The gate swung open, and the ambulance pulled up to our little crowd. Crows squawked and flew over to the dumpsters. Danny suddenly stood up, the only inmate standing on the yard, and said, “I refuse.” He tried to amble crookedly off toward our building, but one of the C.O.s gently grabbed him by one arm, and the ambulance driver took the other. “I refuse!” Danny said as they put him in the ambulance.

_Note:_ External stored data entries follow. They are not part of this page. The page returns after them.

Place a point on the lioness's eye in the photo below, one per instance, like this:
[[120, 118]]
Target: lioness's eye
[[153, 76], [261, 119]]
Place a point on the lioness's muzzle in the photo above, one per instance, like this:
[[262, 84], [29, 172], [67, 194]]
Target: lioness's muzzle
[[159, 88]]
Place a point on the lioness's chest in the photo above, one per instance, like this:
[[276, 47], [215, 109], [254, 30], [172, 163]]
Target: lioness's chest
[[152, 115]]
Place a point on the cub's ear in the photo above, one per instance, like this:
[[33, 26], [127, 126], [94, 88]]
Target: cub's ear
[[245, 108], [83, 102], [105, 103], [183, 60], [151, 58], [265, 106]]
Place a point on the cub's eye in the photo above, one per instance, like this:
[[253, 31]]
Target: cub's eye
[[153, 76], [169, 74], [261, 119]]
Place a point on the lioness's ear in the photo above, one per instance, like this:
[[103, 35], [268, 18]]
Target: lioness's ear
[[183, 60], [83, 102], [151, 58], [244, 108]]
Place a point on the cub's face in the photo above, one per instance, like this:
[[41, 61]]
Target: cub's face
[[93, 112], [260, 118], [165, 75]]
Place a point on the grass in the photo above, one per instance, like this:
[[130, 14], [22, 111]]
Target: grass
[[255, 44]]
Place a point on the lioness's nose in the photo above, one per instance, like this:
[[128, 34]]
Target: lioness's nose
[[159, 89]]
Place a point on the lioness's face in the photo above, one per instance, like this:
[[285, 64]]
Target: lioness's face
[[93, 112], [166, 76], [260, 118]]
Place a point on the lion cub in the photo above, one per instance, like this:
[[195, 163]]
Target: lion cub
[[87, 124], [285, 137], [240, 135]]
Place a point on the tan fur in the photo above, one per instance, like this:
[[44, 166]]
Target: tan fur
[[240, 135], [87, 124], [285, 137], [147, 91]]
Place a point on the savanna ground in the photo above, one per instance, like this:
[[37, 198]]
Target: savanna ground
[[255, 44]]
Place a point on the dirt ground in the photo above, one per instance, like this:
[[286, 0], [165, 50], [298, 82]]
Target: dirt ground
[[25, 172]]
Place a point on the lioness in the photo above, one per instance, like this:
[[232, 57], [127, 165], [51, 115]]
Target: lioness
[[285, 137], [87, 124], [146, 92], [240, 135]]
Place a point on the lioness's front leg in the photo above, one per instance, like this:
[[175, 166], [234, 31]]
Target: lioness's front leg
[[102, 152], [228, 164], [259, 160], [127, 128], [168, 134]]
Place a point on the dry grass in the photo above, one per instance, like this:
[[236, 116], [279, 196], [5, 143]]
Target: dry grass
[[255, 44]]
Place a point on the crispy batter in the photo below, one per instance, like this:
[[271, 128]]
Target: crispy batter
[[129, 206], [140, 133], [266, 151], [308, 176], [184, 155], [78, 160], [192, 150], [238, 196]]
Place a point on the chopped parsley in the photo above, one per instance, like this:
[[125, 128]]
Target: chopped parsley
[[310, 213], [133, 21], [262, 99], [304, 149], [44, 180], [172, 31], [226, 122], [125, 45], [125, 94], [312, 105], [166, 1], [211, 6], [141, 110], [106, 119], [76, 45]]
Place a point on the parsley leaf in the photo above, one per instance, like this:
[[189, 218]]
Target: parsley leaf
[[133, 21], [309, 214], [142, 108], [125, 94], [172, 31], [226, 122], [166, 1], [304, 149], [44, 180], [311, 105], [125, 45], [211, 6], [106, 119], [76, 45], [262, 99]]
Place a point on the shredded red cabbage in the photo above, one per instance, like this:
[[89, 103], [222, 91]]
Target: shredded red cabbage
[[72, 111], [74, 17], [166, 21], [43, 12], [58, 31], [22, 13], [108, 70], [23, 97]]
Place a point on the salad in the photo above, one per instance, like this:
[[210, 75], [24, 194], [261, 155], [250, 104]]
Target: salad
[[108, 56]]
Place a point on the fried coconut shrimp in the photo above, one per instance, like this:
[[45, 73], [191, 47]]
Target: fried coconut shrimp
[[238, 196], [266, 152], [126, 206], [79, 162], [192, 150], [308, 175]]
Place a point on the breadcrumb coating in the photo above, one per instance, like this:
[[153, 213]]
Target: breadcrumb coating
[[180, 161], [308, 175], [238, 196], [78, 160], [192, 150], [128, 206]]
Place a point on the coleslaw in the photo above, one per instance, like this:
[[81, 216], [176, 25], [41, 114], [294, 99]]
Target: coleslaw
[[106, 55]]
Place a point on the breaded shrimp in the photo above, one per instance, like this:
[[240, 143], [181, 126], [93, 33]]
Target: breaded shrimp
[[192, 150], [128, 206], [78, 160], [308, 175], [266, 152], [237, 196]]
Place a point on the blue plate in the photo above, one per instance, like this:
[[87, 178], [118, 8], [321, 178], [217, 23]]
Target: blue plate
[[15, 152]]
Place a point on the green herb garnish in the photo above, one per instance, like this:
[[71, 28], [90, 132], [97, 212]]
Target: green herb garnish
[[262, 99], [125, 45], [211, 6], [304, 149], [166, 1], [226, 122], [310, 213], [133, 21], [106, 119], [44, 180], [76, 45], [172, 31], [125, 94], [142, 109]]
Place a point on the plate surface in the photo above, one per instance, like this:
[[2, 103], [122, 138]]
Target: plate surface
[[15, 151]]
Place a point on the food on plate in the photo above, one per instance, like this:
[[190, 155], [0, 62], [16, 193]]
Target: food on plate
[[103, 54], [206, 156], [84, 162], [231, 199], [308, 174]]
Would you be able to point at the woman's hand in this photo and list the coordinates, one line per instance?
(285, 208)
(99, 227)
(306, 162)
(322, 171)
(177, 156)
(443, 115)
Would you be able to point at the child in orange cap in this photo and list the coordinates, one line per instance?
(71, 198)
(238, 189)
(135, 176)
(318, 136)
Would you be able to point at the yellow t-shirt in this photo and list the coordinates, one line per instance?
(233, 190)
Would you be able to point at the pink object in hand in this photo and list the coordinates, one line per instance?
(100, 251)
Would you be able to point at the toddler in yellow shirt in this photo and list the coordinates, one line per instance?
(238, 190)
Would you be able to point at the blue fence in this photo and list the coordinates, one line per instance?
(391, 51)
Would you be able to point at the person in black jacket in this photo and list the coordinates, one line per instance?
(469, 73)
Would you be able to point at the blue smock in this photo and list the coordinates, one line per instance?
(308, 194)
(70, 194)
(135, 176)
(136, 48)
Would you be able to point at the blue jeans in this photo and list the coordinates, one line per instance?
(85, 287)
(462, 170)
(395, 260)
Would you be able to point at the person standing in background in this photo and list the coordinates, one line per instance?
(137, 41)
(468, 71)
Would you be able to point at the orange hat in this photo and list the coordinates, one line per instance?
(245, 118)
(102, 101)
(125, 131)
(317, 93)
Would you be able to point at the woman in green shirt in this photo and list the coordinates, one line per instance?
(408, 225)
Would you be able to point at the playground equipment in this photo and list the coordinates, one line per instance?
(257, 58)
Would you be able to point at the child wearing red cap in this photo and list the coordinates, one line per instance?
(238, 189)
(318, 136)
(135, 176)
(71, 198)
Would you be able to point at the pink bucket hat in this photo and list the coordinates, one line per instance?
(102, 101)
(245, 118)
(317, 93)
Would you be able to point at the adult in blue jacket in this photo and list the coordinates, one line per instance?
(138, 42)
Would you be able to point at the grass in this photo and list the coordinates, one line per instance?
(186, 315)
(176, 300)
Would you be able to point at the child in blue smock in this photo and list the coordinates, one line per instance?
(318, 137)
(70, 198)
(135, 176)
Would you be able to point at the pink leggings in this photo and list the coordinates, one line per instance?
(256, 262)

“I’ll see you in a day or two, Danny,” I said.

He never came back.

 

One particular moment with Danny is burned into my memory: About three hours into the new year, I woke up and found the cell empty. This was impossible: the bars are electronically thrown and stay in place from eight-thirty at night until six in the morning. “Danny?” I called, and I heard a peculiar rustling sound under my bed. We have mice, but this was too big for a mouse. I lay on my belly to look under the bed, and against all common sense there he was, curled around the boxes and shoes and other junk.

“Danny? What in the hell are you doing under there?”

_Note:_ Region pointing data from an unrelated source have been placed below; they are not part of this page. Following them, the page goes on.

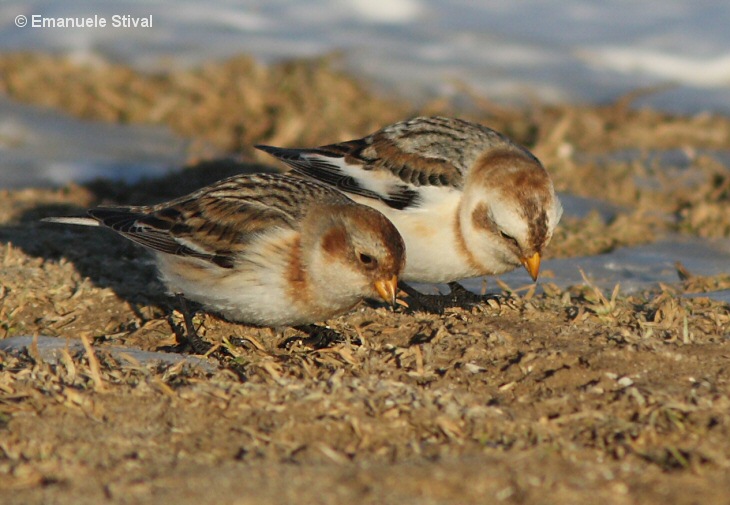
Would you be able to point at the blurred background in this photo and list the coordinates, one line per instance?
(551, 50)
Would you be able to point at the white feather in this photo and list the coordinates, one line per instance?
(83, 221)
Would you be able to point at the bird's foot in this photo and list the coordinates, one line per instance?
(437, 304)
(319, 337)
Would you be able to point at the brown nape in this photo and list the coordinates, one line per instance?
(526, 181)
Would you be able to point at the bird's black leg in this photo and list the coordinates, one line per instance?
(437, 304)
(197, 344)
(319, 337)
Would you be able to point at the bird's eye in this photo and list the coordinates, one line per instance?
(367, 260)
(509, 238)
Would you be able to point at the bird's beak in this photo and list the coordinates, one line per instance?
(387, 289)
(532, 265)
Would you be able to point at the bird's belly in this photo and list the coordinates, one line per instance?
(258, 297)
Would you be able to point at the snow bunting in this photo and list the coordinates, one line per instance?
(467, 200)
(271, 250)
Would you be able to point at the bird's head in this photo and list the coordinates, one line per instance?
(509, 211)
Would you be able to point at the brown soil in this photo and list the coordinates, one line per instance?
(566, 397)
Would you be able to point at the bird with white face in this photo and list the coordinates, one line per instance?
(270, 250)
(466, 199)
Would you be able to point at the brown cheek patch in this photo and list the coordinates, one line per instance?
(480, 218)
(335, 241)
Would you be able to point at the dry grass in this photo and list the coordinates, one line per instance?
(570, 396)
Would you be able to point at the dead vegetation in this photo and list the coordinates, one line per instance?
(568, 396)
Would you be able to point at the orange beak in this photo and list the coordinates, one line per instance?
(387, 289)
(532, 265)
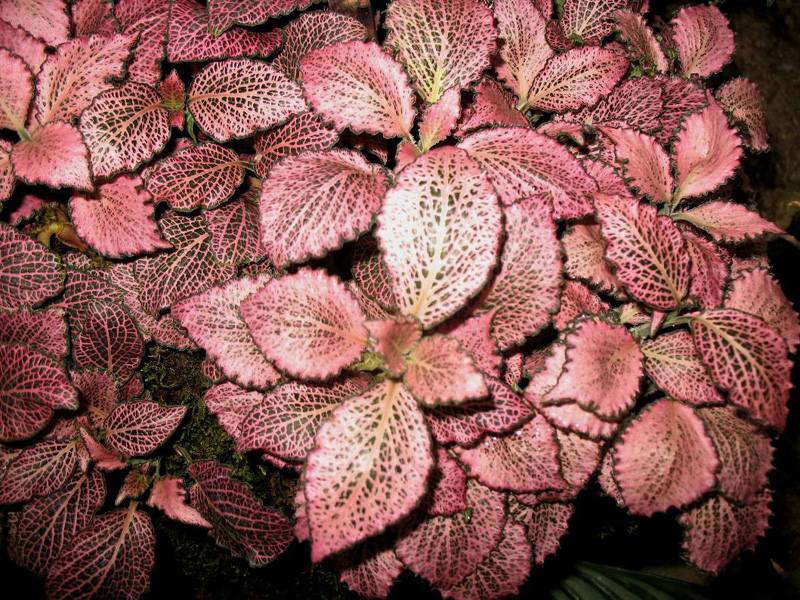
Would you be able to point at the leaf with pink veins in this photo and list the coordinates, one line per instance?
(641, 41)
(436, 255)
(123, 128)
(703, 39)
(757, 293)
(647, 250)
(440, 372)
(576, 78)
(204, 175)
(525, 50)
(603, 369)
(45, 19)
(168, 496)
(117, 220)
(446, 549)
(664, 458)
(32, 386)
(138, 428)
(357, 85)
(314, 202)
(55, 156)
(111, 558)
(348, 471)
(441, 44)
(522, 162)
(307, 324)
(526, 291)
(235, 98)
(718, 531)
(707, 153)
(674, 365)
(748, 359)
(285, 422)
(312, 31)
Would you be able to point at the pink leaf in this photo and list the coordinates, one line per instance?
(674, 365)
(444, 550)
(436, 255)
(368, 468)
(314, 202)
(54, 156)
(521, 162)
(728, 222)
(235, 98)
(664, 458)
(707, 153)
(32, 386)
(77, 72)
(748, 359)
(111, 558)
(109, 341)
(745, 453)
(526, 291)
(44, 19)
(393, 339)
(441, 372)
(503, 572)
(648, 251)
(545, 525)
(286, 421)
(603, 369)
(576, 78)
(117, 220)
(357, 85)
(525, 50)
(718, 531)
(189, 38)
(743, 102)
(138, 428)
(213, 321)
(642, 43)
(223, 14)
(757, 293)
(307, 324)
(441, 44)
(523, 461)
(48, 525)
(168, 496)
(124, 128)
(312, 31)
(167, 278)
(703, 38)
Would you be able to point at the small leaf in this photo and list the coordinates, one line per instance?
(664, 458)
(308, 324)
(138, 428)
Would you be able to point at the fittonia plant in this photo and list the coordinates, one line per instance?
(449, 278)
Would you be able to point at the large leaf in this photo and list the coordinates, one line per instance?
(117, 220)
(124, 127)
(307, 324)
(526, 291)
(357, 85)
(648, 251)
(441, 44)
(314, 202)
(368, 469)
(439, 231)
(748, 359)
(235, 98)
(521, 163)
(111, 558)
(664, 458)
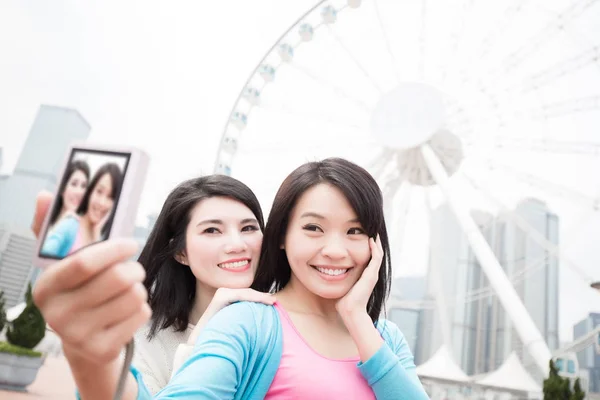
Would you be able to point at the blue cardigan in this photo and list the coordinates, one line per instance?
(61, 238)
(238, 353)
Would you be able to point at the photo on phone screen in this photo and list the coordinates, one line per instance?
(85, 203)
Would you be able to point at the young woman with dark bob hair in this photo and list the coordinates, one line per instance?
(325, 254)
(200, 256)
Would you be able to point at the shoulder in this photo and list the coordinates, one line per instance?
(247, 313)
(248, 321)
(165, 341)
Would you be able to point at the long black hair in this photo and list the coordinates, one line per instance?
(365, 197)
(116, 177)
(171, 285)
(71, 169)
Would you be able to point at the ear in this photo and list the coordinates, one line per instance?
(181, 258)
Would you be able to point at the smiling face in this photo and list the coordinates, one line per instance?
(74, 190)
(223, 240)
(325, 244)
(101, 199)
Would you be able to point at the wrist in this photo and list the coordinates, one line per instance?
(354, 316)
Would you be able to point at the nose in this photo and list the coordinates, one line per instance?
(334, 248)
(236, 244)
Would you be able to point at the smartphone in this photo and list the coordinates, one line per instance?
(97, 197)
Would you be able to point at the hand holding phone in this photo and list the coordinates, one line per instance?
(90, 293)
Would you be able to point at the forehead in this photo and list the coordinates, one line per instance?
(77, 174)
(221, 208)
(326, 200)
(105, 180)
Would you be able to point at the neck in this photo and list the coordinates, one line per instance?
(61, 214)
(85, 223)
(204, 295)
(296, 297)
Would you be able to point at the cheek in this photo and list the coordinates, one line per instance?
(198, 252)
(254, 242)
(301, 252)
(361, 253)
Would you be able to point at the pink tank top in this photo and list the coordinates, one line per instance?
(304, 374)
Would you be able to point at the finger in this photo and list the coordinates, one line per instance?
(106, 285)
(256, 296)
(42, 205)
(74, 270)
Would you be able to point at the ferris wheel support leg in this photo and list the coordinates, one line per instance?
(530, 336)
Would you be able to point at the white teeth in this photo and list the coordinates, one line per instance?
(237, 264)
(332, 272)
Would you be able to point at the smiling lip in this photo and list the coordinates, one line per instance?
(243, 264)
(326, 276)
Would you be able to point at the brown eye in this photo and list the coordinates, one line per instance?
(356, 231)
(312, 228)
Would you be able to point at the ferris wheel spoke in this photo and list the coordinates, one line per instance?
(388, 46)
(337, 90)
(561, 69)
(501, 26)
(547, 33)
(422, 40)
(379, 163)
(543, 146)
(355, 60)
(567, 107)
(316, 117)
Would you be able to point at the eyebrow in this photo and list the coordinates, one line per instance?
(220, 222)
(319, 216)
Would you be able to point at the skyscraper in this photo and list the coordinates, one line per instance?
(481, 333)
(588, 358)
(534, 272)
(37, 168)
(54, 128)
(410, 289)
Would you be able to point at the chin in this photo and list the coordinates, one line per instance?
(331, 293)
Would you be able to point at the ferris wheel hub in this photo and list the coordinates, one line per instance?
(446, 146)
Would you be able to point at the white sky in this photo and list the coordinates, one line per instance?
(164, 75)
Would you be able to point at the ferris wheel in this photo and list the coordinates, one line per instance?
(473, 103)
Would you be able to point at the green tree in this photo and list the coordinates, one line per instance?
(29, 328)
(578, 394)
(555, 386)
(2, 311)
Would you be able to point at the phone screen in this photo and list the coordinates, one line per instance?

“Trying to find something,” he mumbled, evidently still drunk from the New Year’s moonshine one of his buddies had given him.

“At three in the morning? What are you looking for?”

“A butt,” he said sheepishly.

Turned out he’d been trying to light his last half cigarette by the window and had dropped it in the toilet. He’d put it by the fan to dry out, and the wind had blown it under the bunk. He’d been under there for fifteen minutes.

“I think I’m stuck,” he said.

I pulled the X-bed up and helped Danny to his feet. Then I found the cigarette butt in one of my shoes.

“Happy New Year,” he said in his crippled voice.

We both started laughing at the same time. We laughed until Danny started choking, and then we laughed at that. We laughed at death’s slender hold.